In your position I think I would try and get together deposit and advanced rent for a new property, put a charge on the house so you will get your dues from it when it is sold and let him stew.

In fact don't tell him what you are doing and just disappear with the furniture one day Grin

Holdmyhand · 29/03/2011 22:42

Yes will do that with cash back.

He said he spoke to a solicitor on the phone - I am not sure whether he actually did as it was Saturday morning and I think most are closed. I think he spoke to OW and she advised him based on her experience of divorce.

I have repeatedly told him tonight that I want him to move out - he is really digging in! Said he will see solicitor later this week or early next week then he will discuss options.....

He said that it is only me who has problem with him living here and that it is not affecting kids Shock
He also said that I cannot judge what he has done because I am not 'pure white' - I have never had an affair - I questioned this and he said that I have committed adultery because I slept with a married man (no kids involved) when I was 18 (and single) - stupid I know but at least I can plead ignorance of youth.

He tried to bait me by saying he was going out with her friday but that he wouldnt stay over night as he was being sensitive!!!! I told him he should stay out and the longer the better!

He is raging about his keys (which he has lost!) He says I lost them and keeps asking me to get him a set cut - I've said no I will not run any errands for him. (he has threatened to take my keys in revenge - twat!)

He has gone to bed now - hope he has a crap night.

no I am not doing any of his laundry etc

OP posts:
Holdmyhand · 29/03/2011 22:44

Dont think I have done anything unreasonable ......yet!!!!!

OP posts:
Holdmyhand · 29/03/2011 22:45

deposit would be at least a months rent - would struggle to raise that for a while...but tempting!

OP posts:
Holdmyhand · 29/03/2011 22:47

Another gem he came out with was that if I was thinking of getting a lodger in he would have to agree to that as an owner of the property!!!
He really seems to have lost reality.

OP posts:
blinder · 29/03/2011 22:49

I can't believe he is comparing your teenage mistake to his affair!
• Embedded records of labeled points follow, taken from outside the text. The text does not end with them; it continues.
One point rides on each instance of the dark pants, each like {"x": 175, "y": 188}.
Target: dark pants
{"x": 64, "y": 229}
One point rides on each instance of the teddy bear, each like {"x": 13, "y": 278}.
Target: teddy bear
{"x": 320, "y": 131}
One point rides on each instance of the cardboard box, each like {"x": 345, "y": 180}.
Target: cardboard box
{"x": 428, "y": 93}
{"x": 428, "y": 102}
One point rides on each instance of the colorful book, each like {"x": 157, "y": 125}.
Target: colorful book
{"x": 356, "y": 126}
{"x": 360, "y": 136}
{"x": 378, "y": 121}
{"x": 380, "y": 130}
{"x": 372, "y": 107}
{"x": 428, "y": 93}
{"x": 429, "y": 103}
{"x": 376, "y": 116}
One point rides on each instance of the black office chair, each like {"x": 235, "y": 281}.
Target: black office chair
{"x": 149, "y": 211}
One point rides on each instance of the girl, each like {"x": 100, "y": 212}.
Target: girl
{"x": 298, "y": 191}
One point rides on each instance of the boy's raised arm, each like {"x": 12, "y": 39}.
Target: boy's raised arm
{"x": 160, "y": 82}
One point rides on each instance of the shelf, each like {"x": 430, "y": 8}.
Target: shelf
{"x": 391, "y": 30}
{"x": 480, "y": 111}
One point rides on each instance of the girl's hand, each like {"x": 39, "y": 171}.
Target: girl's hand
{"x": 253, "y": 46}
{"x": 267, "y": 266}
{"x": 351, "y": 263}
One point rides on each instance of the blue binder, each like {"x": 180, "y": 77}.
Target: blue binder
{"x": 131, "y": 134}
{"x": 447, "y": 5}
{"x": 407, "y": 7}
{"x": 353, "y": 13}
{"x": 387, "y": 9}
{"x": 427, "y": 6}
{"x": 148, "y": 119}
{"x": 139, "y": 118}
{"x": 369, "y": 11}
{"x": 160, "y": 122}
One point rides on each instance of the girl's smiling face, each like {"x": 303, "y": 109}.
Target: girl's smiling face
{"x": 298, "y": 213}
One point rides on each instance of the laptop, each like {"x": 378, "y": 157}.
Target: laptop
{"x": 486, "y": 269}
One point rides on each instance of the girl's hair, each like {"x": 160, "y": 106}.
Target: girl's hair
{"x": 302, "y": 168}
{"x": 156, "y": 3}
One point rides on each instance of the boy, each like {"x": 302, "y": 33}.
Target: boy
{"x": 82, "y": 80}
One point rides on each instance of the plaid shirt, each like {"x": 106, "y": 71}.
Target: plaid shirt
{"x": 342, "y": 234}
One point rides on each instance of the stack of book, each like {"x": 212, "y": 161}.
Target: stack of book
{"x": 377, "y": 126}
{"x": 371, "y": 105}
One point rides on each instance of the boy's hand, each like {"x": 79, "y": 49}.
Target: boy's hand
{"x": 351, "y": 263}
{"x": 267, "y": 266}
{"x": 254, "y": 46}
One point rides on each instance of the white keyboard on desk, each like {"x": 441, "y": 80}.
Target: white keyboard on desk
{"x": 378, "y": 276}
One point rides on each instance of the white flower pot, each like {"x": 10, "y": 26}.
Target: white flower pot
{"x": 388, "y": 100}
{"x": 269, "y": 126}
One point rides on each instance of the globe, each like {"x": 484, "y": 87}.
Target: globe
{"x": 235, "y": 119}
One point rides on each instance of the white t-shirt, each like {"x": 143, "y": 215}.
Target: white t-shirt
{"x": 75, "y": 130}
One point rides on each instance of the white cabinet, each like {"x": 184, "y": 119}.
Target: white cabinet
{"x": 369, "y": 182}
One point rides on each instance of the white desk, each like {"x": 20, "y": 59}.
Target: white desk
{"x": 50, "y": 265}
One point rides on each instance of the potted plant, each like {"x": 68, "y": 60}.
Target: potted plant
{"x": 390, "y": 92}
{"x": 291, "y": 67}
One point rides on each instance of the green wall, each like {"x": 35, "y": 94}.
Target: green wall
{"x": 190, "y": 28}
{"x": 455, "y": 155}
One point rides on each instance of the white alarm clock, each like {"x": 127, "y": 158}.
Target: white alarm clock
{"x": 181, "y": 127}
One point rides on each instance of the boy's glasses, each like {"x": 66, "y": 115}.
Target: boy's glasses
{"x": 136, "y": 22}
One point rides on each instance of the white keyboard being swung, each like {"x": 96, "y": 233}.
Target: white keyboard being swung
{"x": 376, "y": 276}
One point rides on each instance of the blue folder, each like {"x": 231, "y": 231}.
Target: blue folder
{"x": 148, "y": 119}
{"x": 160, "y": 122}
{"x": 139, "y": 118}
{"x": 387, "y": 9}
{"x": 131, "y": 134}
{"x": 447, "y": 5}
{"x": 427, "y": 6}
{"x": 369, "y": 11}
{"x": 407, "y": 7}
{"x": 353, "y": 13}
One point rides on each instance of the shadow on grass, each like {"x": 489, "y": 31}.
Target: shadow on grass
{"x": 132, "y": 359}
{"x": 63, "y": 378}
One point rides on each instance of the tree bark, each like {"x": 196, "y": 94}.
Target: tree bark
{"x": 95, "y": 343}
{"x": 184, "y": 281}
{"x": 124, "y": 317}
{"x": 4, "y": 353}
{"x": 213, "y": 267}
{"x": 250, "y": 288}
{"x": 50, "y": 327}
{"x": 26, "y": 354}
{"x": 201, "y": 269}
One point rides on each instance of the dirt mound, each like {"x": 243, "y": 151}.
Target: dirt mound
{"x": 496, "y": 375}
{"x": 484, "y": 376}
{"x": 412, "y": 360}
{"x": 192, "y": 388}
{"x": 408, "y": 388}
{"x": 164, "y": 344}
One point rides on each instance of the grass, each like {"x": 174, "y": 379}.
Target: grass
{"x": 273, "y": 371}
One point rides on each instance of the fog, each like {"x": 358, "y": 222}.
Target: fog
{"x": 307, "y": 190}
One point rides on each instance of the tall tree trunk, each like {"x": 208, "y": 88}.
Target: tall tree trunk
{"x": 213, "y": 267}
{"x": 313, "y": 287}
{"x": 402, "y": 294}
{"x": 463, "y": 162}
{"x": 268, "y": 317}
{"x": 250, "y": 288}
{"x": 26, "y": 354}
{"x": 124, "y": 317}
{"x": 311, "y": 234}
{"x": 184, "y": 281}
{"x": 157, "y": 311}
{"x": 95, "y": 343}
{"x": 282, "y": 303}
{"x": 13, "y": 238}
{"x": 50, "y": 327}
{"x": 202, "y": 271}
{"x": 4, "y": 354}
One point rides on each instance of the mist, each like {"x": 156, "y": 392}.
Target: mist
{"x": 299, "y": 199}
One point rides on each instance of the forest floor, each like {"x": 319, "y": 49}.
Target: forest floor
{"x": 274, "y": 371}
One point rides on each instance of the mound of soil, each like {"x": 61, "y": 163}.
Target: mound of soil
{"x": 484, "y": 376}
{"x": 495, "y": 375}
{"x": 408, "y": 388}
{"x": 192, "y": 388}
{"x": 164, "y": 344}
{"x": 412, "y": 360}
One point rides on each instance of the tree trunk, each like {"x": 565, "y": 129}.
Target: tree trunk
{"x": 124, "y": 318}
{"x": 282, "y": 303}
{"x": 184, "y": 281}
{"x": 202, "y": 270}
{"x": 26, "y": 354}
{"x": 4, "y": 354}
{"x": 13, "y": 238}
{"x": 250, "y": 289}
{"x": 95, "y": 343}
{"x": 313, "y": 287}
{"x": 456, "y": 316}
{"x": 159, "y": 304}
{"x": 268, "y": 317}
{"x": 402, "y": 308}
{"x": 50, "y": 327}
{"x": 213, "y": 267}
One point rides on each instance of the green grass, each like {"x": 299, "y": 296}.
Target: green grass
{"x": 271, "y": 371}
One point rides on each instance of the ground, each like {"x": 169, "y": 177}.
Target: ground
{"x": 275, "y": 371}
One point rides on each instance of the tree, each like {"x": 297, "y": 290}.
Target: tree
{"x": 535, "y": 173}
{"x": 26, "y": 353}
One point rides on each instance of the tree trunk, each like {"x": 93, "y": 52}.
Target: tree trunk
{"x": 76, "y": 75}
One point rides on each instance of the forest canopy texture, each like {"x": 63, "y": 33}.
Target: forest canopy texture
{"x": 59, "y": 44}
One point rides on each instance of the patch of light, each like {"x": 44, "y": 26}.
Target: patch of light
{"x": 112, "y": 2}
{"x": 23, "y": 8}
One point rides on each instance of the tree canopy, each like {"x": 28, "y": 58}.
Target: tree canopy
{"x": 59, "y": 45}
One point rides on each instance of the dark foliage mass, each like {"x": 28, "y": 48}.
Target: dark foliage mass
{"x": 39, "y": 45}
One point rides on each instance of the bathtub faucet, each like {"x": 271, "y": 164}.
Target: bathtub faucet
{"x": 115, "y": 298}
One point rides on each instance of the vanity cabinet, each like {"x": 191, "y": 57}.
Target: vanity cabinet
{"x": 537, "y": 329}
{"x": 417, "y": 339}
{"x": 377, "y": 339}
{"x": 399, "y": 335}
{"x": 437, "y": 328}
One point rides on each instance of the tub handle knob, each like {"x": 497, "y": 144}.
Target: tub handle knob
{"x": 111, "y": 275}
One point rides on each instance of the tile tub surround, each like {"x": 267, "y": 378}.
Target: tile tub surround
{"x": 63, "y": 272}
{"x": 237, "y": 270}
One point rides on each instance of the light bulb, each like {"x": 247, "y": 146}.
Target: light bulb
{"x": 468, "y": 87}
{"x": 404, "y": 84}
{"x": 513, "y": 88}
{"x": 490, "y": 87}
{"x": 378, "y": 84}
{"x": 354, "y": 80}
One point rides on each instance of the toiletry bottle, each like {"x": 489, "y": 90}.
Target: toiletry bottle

What an absolute bellend. I hope you're starting to get angry OP. He's simply trying to get away with anything he can. And lying left, right and centre. Knob.

countingto10 · 29/03/2011 22:51

I think some solicitor has basically told him that what ever he does, he must not leave the property hence all the sh*t you are getting now.

I think you have to play him at his own game and be as sneaky and devious. I would be sorely tempted to contact OW's H and check out the story, you have nothing to lose by doing so.

Holdmyhand · 29/03/2011 22:52

I am getting angry - he is showing more and more of his unpleasant side now I am not being as compliant with his wishes.

And how can he in all reality think this is not affecting the kids!!!!!!

OP posts:
Holdmyhand · 29/03/2011 22:54

Am sure OW would not speak to me if I phone / turn up at her house.

I could txt or e mail but dont think she would reply - also what could i say?

OP posts:
Holdmyhand · 29/03/2011 22:55

I dont think his right to property would be affected if he moves out though????